FROZEN LENSES – our photographic journey to the Antarctic is showing for another TWO WEEKS till 14th July at Societe Food & Wine Bar – 1/9-15 Danks Street Waterloo.
How cool is that? (sorry)
Ok, so as I’m all fired up about the ANTARCTIC, here are some of the coolest facts (sorry again:)
1.The lowest recorded Antarctic temperature of -89.2 C was at the the Russian Research Station, Vostok on 21st July, 1983…
– When I went to the Antarctic, I wore clothes made from state of the art breathable fabrics that were warm, windproof and, most importantly, kept me dry. Early Antartic explorers wore heavy woollen fabrics and outer layers that would soak up the moisture produced by sweat.
Getting dressed in the morning would often involve putting on outfits that were FROZEN SOLID with ice in the fabric. The garment would gradually become more flexible as it warmed up.
– Antarctica is the highest, driest, windiest, coldest place on earth.
– Shackleton’s Hut is situated at Cape Royds, Ross Island and was constructed by Shackleton and nine of his crew in 1908. They spent an entire year in this hut during his 1907-1909 expedition. Today it still holds over 5000 items including cuff links, darned trousers, a jar of gherkins, penguin eggs, seal blubber, books and canned food which have all been preserved by the cold weather.
Google has recently taken some fisheye photographs and created a 360 degree panoramic photograph of the hut.
To view inside Shackleton’s hut, click on the map below.
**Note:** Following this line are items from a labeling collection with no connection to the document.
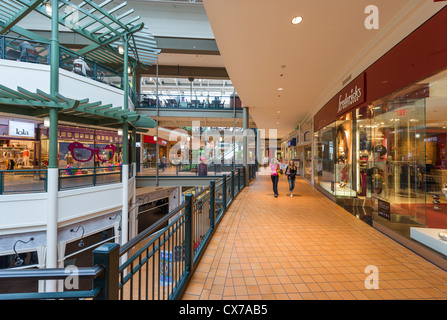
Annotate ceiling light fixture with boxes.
[43,1,53,16]
[13,238,34,267]
[70,226,85,248]
[292,17,303,24]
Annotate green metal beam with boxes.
[0,0,44,34]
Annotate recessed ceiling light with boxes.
[292,17,303,24]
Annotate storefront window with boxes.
[40,125,123,169]
[0,118,40,170]
[335,113,356,197]
[373,85,428,237]
[314,123,336,195]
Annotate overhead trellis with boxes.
[0,85,156,131]
[0,0,158,67]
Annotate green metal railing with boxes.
[132,93,242,110]
[0,168,255,300]
[0,35,124,89]
[59,48,123,89]
[0,169,47,195]
[139,163,245,176]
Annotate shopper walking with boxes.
[270,158,280,198]
[285,160,297,197]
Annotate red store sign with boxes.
[143,135,168,146]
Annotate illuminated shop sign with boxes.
[337,75,366,115]
[8,120,35,138]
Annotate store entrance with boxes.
[334,106,374,224]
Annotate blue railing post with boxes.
[185,194,194,273]
[1,36,6,59]
[237,168,242,193]
[210,180,216,230]
[93,166,96,186]
[231,170,235,201]
[93,243,120,300]
[222,174,227,213]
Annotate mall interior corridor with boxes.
[182,174,447,300]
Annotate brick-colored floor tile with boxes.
[183,175,447,300]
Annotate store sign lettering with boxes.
[8,121,34,138]
[337,86,362,113]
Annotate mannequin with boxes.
[22,149,29,167]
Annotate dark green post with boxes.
[93,243,120,300]
[185,194,194,272]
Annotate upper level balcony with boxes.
[0,35,134,110]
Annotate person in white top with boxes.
[73,57,90,77]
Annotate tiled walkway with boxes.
[183,176,447,300]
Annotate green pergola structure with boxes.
[0,85,155,132]
[0,0,159,165]
[0,0,159,272]
[0,0,157,71]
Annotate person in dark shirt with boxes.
[285,160,297,197]
[19,41,36,61]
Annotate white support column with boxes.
[45,168,59,292]
[121,163,129,245]
[242,107,250,186]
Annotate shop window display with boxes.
[335,113,356,197]
[40,126,122,169]
[314,123,336,196]
[372,88,428,236]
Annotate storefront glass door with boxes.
[372,88,426,236]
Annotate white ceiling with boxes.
[158,52,224,68]
[203,0,445,138]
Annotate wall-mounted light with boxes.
[43,1,53,16]
[70,226,85,248]
[13,238,34,267]
[292,17,303,24]
[109,213,121,231]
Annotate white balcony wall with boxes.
[0,193,48,236]
[0,60,126,110]
[0,178,135,237]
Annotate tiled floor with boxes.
[183,176,447,300]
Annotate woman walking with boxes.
[286,160,297,197]
[270,158,280,198]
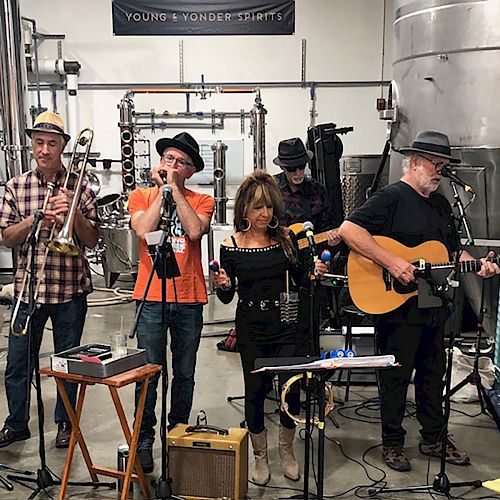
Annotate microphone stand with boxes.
[374,181,482,498]
[129,207,182,500]
[7,214,110,500]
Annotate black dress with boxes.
[217,238,301,434]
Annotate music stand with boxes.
[129,217,182,500]
[255,356,397,500]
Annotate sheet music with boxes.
[252,354,400,373]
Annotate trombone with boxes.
[48,128,94,257]
[10,128,94,337]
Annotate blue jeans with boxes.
[135,301,203,445]
[5,295,87,432]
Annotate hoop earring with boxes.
[240,217,252,233]
[267,215,280,229]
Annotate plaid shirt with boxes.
[274,172,335,233]
[0,167,97,304]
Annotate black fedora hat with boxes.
[397,130,460,163]
[156,132,205,172]
[273,137,314,168]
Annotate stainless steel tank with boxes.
[101,220,140,287]
[340,155,388,217]
[389,0,500,333]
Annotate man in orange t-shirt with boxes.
[129,132,214,473]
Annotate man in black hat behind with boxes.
[273,137,340,355]
[273,137,340,241]
[339,131,500,472]
[129,132,214,472]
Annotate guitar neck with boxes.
[431,256,500,273]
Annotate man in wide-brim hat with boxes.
[339,131,500,472]
[0,111,98,448]
[129,132,214,472]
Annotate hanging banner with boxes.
[113,0,295,36]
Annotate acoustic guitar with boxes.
[288,222,340,250]
[347,236,500,314]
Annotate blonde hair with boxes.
[234,170,296,261]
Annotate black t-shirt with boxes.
[347,181,458,323]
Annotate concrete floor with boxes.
[0,280,500,500]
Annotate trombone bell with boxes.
[49,236,80,257]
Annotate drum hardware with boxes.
[281,373,335,425]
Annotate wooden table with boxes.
[40,364,161,500]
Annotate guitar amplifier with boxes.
[167,424,248,499]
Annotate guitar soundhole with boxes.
[392,280,418,294]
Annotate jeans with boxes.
[135,301,203,446]
[5,295,87,432]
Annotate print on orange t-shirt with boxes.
[129,187,214,304]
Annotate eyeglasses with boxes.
[162,155,194,167]
[418,155,450,174]
[283,165,306,174]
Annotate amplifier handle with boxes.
[185,425,229,436]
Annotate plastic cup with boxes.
[109,332,127,358]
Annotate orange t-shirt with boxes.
[128,187,214,304]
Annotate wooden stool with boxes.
[40,364,161,500]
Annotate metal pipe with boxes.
[66,73,80,150]
[134,110,250,118]
[212,141,227,224]
[28,80,391,90]
[0,0,29,178]
[250,98,267,170]
[134,121,224,130]
[22,16,42,111]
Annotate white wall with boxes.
[20,0,393,194]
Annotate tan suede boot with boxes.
[249,429,271,486]
[278,424,300,481]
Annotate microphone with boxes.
[208,259,220,273]
[160,184,173,219]
[441,167,475,194]
[302,220,316,255]
[320,250,332,264]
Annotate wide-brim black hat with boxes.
[156,132,205,172]
[25,111,71,142]
[396,130,460,163]
[273,137,314,168]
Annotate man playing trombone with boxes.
[0,111,98,448]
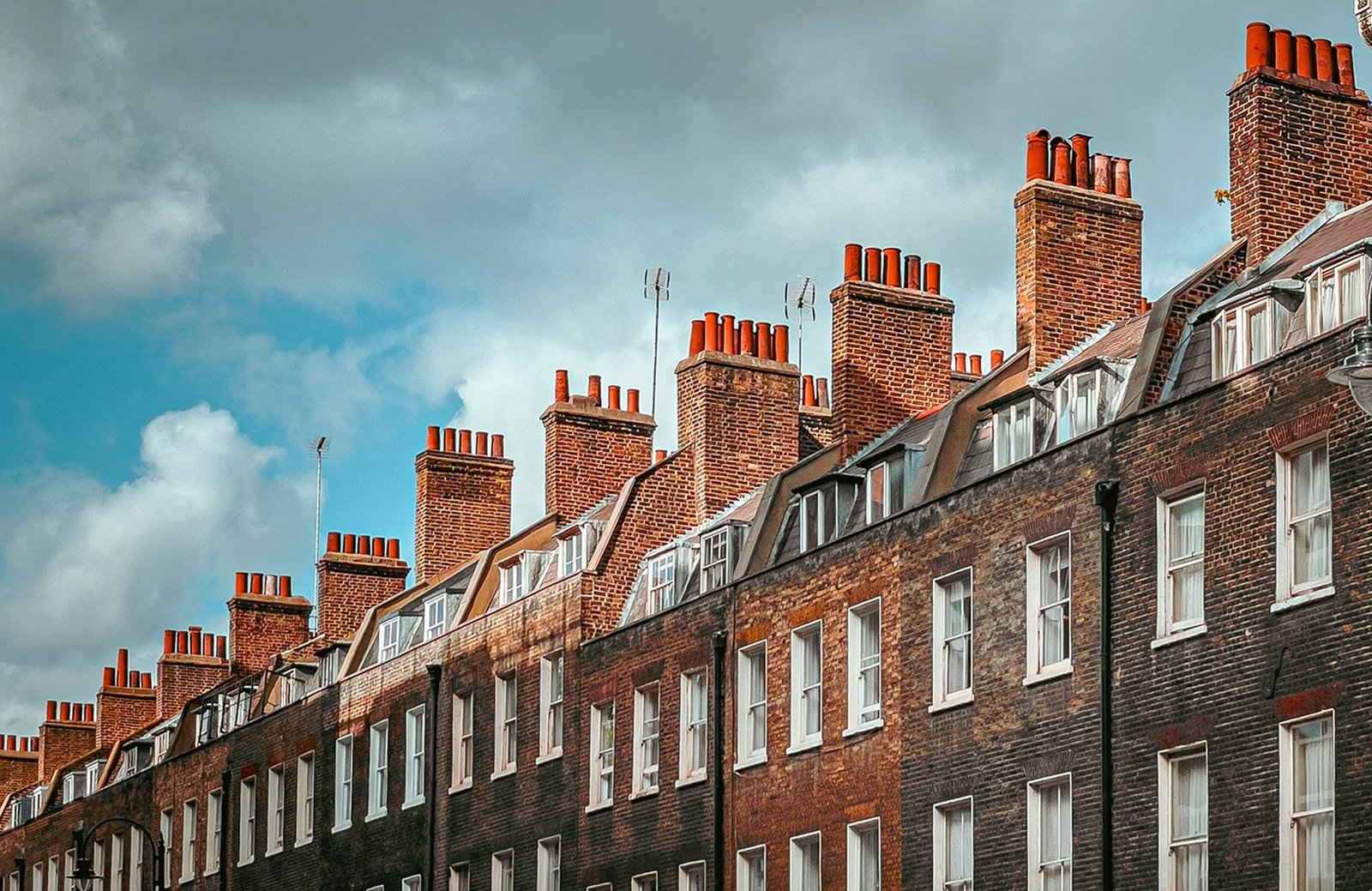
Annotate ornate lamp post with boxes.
[67,817,167,891]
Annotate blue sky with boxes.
[0,0,1355,733]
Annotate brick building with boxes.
[0,17,1372,891]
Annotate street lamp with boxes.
[1326,322,1372,414]
[67,817,167,891]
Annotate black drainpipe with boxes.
[424,662,443,888]
[1096,479,1120,891]
[220,770,233,891]
[713,631,729,891]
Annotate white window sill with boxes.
[842,718,887,738]
[1148,624,1206,649]
[1024,662,1072,686]
[1272,585,1333,612]
[929,688,972,713]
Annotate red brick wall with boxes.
[229,593,311,672]
[412,452,514,587]
[1015,180,1143,370]
[828,281,954,455]
[1230,67,1372,262]
[677,352,800,523]
[542,395,656,521]
[94,686,159,750]
[155,652,232,718]
[318,549,412,640]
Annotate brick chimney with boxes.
[414,427,514,585]
[828,244,954,455]
[94,649,160,750]
[1015,130,1143,370]
[1230,22,1372,263]
[677,313,801,523]
[318,533,408,641]
[0,733,39,802]
[39,699,94,781]
[542,370,656,521]
[157,623,232,718]
[228,573,311,672]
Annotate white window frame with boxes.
[366,720,391,821]
[538,834,563,891]
[1278,708,1339,891]
[238,776,256,866]
[334,733,352,832]
[1025,773,1075,891]
[491,671,519,780]
[677,669,709,786]
[629,681,663,798]
[844,597,885,736]
[677,859,707,891]
[295,751,314,847]
[538,649,567,762]
[734,845,767,891]
[1157,487,1206,641]
[1025,532,1074,686]
[1305,256,1367,338]
[846,817,882,891]
[786,619,825,756]
[424,592,448,644]
[448,690,476,792]
[400,703,428,810]
[1158,743,1210,891]
[700,526,734,593]
[787,832,825,891]
[933,795,977,891]
[586,699,616,811]
[179,798,201,882]
[734,640,767,769]
[491,848,514,891]
[1273,432,1333,611]
[376,615,400,662]
[929,566,977,711]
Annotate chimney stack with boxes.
[542,370,653,523]
[226,573,311,675]
[1015,130,1143,370]
[414,427,514,584]
[677,313,800,523]
[318,527,408,641]
[1230,22,1372,265]
[828,244,954,455]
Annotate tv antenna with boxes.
[314,436,329,603]
[786,276,815,368]
[643,267,672,418]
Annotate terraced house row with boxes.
[0,19,1372,891]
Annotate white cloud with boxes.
[0,404,313,733]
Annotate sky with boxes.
[0,0,1355,734]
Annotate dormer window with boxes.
[990,397,1041,471]
[377,615,400,662]
[1305,256,1367,338]
[557,528,586,578]
[424,593,448,642]
[1210,297,1291,380]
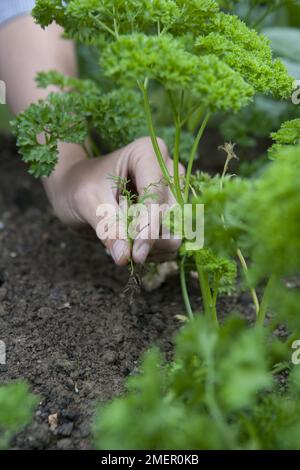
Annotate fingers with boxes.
[129,137,170,264]
[130,138,184,264]
[76,182,131,266]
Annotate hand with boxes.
[46,137,183,265]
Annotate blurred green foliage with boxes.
[0,382,38,450]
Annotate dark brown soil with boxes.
[0,138,251,449]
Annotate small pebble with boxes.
[57,423,74,437]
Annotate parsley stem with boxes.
[180,256,194,320]
[168,90,184,206]
[257,275,276,326]
[195,257,220,328]
[184,112,210,203]
[138,82,177,200]
[236,248,260,316]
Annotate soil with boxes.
[0,137,253,449]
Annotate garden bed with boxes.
[0,137,253,449]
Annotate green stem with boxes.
[184,112,210,202]
[205,351,235,450]
[256,275,276,326]
[138,82,177,200]
[167,90,184,206]
[81,142,92,160]
[196,259,220,328]
[236,248,260,316]
[173,121,184,206]
[180,256,194,320]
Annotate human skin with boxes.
[0,16,183,265]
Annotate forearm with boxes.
[0,16,84,202]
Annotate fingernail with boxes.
[111,240,127,263]
[136,243,150,264]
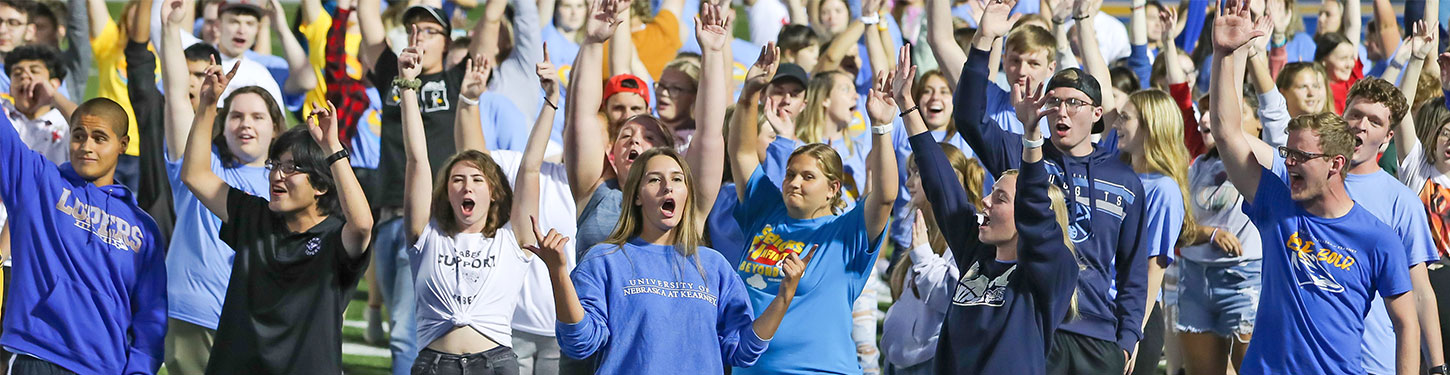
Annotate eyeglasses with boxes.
[1047,97,1092,113]
[1279,146,1334,164]
[267,161,307,175]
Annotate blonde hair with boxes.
[782,143,854,214]
[887,143,986,300]
[796,71,856,152]
[605,148,705,279]
[1122,88,1198,246]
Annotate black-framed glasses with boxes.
[267,161,307,175]
[1279,146,1334,164]
[1047,97,1092,113]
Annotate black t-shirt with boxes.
[368,48,467,207]
[206,188,370,374]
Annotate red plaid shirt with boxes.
[322,9,370,145]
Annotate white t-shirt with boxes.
[489,151,579,337]
[1399,142,1450,253]
[410,223,542,346]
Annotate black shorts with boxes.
[1047,330,1128,375]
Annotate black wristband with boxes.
[326,149,349,167]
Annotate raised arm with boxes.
[725,42,780,201]
[927,0,967,87]
[1073,0,1118,112]
[1395,20,1446,162]
[357,0,387,71]
[684,3,730,230]
[509,49,560,246]
[179,62,241,223]
[161,0,197,161]
[272,0,318,94]
[397,33,429,242]
[306,103,374,259]
[1209,0,1269,201]
[564,0,624,208]
[454,56,493,153]
[864,69,900,242]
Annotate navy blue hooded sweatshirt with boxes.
[953,48,1148,352]
[0,117,167,375]
[911,133,1077,375]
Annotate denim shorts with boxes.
[1173,259,1263,339]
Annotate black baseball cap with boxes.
[1047,68,1102,106]
[403,6,452,32]
[770,62,811,87]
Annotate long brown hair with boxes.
[432,149,513,237]
[605,148,712,279]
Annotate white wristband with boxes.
[861,13,882,25]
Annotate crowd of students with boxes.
[0,0,1450,375]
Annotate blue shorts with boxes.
[1173,259,1263,339]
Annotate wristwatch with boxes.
[326,149,349,167]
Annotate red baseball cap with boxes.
[605,74,650,106]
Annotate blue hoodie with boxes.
[911,133,1077,375]
[953,48,1148,352]
[0,119,167,375]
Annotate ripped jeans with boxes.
[1173,258,1263,340]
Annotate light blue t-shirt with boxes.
[732,168,885,375]
[1344,169,1440,375]
[555,237,771,375]
[1138,174,1185,264]
[167,151,270,330]
[1240,168,1411,375]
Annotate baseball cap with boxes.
[403,6,452,32]
[605,74,650,106]
[770,62,811,87]
[216,0,267,16]
[1047,68,1102,106]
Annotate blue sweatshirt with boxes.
[555,239,770,374]
[0,119,167,375]
[953,48,1148,352]
[911,133,1077,375]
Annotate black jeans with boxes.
[10,355,75,375]
[1047,330,1128,375]
[413,346,519,375]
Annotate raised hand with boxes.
[397,25,423,80]
[584,0,629,43]
[534,42,558,97]
[695,3,735,51]
[777,245,821,294]
[744,42,780,93]
[1214,0,1270,55]
[307,101,342,155]
[458,56,493,100]
[866,69,896,126]
[523,217,568,268]
[1159,7,1182,46]
[1012,77,1060,135]
[200,58,242,107]
[1409,20,1440,61]
[977,0,1020,39]
[887,43,916,106]
[161,0,186,26]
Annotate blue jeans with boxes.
[373,217,418,375]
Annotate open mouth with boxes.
[660,198,674,219]
[461,198,477,216]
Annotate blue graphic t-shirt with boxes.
[732,168,885,375]
[1240,169,1411,375]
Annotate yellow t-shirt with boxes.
[91,20,161,156]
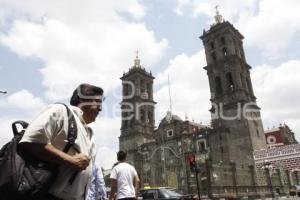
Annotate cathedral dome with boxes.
[160,114,183,123]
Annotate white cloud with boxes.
[91,117,121,169]
[155,50,210,123]
[175,0,300,59]
[0,0,168,100]
[0,117,16,149]
[237,0,300,57]
[0,90,45,113]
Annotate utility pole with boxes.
[0,90,7,94]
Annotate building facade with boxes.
[200,11,266,165]
[119,10,298,198]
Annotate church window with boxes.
[210,42,215,49]
[198,140,206,152]
[140,79,145,94]
[211,52,217,62]
[167,129,174,137]
[240,73,245,89]
[147,111,153,123]
[226,72,234,92]
[222,47,228,56]
[221,37,226,44]
[140,109,145,122]
[215,76,223,96]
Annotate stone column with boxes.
[249,164,257,193]
[230,162,238,197]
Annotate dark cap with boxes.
[70,83,103,106]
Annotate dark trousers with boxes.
[118,197,136,200]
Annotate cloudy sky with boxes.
[0,0,300,168]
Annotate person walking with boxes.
[19,84,103,200]
[109,150,140,200]
[86,164,108,200]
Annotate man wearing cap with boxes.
[20,84,103,200]
[109,150,140,200]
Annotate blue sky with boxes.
[0,0,300,168]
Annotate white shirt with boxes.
[20,104,96,200]
[110,162,137,199]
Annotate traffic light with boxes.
[188,155,197,172]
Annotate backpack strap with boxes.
[57,103,79,185]
[57,103,77,153]
[11,121,28,136]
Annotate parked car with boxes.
[139,188,193,200]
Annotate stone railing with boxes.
[253,144,300,160]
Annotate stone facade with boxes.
[265,124,298,148]
[119,10,298,198]
[200,15,266,165]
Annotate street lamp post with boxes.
[263,160,275,198]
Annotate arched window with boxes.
[215,76,223,96]
[210,42,215,49]
[147,111,153,124]
[226,72,234,92]
[140,109,145,122]
[222,47,228,56]
[211,52,217,62]
[240,73,246,89]
[140,79,145,94]
[221,37,226,44]
[246,78,253,94]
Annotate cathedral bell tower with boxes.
[119,55,156,163]
[200,10,266,164]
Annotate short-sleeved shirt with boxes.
[110,162,137,199]
[20,104,96,200]
[86,163,107,200]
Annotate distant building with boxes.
[119,9,298,198]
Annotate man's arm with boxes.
[109,178,118,200]
[19,142,90,171]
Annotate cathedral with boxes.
[119,9,296,197]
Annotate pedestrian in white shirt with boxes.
[20,84,103,200]
[109,151,140,200]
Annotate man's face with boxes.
[78,96,102,124]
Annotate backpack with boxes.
[0,104,77,200]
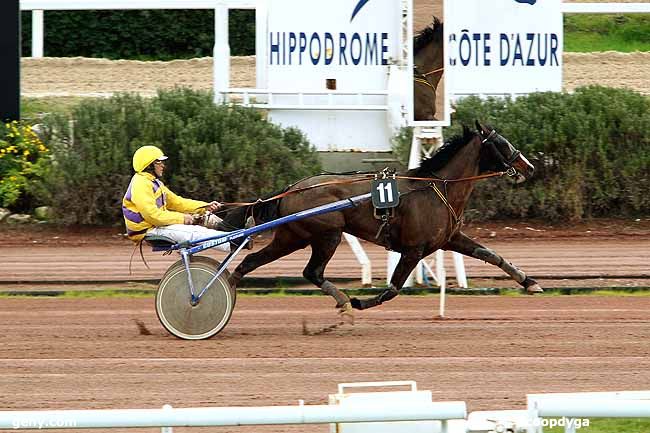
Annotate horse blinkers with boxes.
[479,127,535,183]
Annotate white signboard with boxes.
[445,0,563,96]
[266,0,402,151]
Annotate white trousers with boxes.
[147,224,230,253]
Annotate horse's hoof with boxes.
[349,298,363,310]
[526,283,544,295]
[339,302,354,325]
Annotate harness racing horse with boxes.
[413,17,444,120]
[224,122,542,315]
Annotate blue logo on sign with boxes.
[350,0,370,21]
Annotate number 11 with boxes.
[377,183,393,203]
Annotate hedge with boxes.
[34,89,321,225]
[22,10,255,60]
[398,86,650,221]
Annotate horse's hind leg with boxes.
[351,247,424,310]
[445,232,544,293]
[302,231,350,313]
[229,227,309,287]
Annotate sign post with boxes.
[445,0,564,98]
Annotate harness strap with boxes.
[214,171,508,209]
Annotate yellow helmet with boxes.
[133,146,167,173]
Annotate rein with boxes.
[215,171,508,208]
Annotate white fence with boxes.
[0,381,650,433]
[20,0,650,57]
[0,402,467,430]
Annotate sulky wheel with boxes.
[156,256,237,340]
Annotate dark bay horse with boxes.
[413,17,444,120]
[224,122,542,314]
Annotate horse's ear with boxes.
[474,120,488,136]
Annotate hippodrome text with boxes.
[269,32,389,66]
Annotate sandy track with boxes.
[21,52,650,97]
[0,296,650,432]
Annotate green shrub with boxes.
[392,86,650,221]
[0,121,48,212]
[37,89,320,224]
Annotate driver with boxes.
[122,146,252,252]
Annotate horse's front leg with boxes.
[445,232,544,293]
[350,247,424,310]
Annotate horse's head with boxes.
[476,121,535,182]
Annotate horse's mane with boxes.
[413,16,443,53]
[407,125,476,177]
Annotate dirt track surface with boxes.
[21,0,650,98]
[0,296,650,433]
[0,218,650,289]
[21,52,650,97]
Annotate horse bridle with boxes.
[413,66,445,92]
[481,129,521,177]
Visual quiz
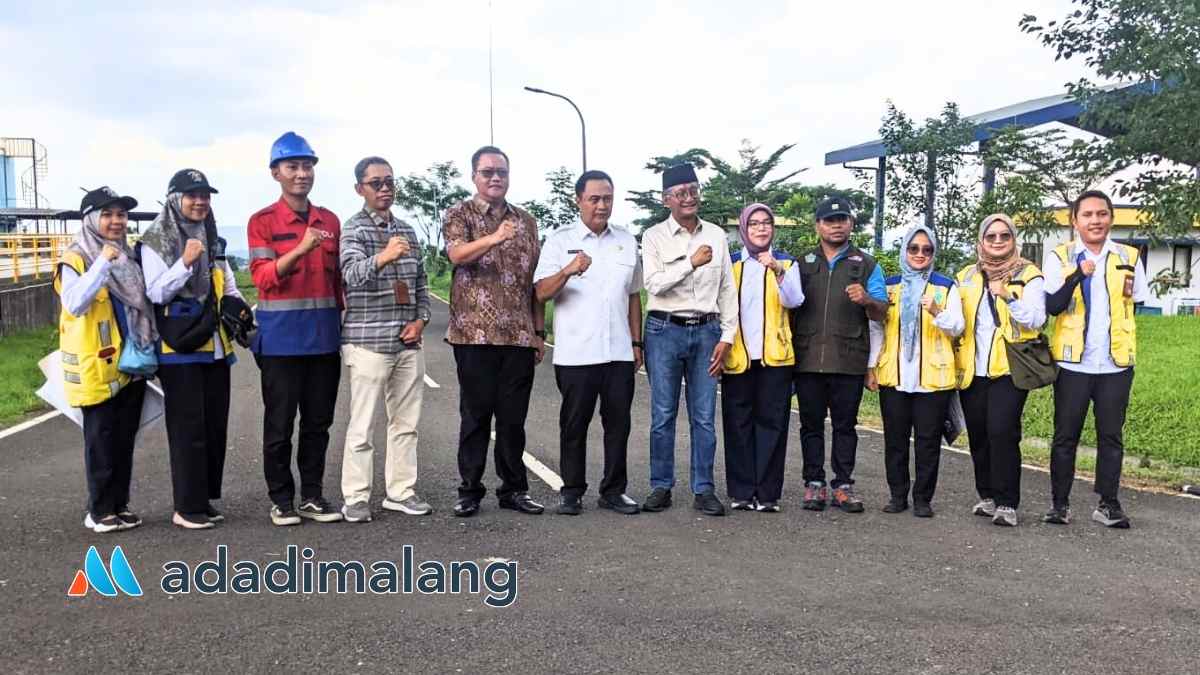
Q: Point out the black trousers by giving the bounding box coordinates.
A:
[959,375,1030,508]
[1050,368,1133,506]
[880,387,953,504]
[158,359,229,514]
[793,372,863,488]
[721,360,796,502]
[79,380,146,520]
[254,352,342,509]
[554,362,634,497]
[454,345,535,500]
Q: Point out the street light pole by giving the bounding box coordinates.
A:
[524,86,588,173]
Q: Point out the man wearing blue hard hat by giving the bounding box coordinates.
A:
[246,131,343,525]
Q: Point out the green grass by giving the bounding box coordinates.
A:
[0,327,59,426]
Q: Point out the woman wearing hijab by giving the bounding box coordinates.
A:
[721,204,804,513]
[139,169,241,530]
[956,214,1046,527]
[54,186,158,533]
[871,225,964,518]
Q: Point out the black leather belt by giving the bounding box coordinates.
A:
[647,311,721,325]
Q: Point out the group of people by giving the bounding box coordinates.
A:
[55,132,1148,532]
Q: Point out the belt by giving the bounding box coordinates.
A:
[648,310,721,325]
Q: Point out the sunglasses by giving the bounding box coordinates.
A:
[362,177,396,192]
[667,185,700,201]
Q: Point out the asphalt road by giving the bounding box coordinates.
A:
[0,300,1200,673]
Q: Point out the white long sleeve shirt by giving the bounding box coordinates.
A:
[140,246,245,359]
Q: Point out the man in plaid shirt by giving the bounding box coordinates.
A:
[341,157,433,522]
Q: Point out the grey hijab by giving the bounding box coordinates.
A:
[67,210,158,348]
[142,192,218,297]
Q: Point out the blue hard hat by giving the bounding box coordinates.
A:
[269,131,317,167]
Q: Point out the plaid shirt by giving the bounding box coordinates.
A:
[341,208,430,354]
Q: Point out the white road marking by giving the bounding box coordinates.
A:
[0,411,62,438]
[492,431,563,492]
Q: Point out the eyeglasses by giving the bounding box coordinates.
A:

You can use the navigator on the top left, or I find it easier to click the mouse anywhere on the map and drag the photo to view. You can also make the map bigger by clicking on the top right corner. Spend some time really looking at the provisions. It’s as though time has stood still…absolutely fascinating!!!
– At the beginning of winter, the Antarctic sea ice advances by approximately 100,000 square kilometres PER DAY, and eventually doubles the size of Antarctica, adding up to an extra 20 million square kilometres of ice around the land mass. WOW! That’s approximately double the size of Australia’s land mass. This ice then breaks up and melts each year. Unbelievable.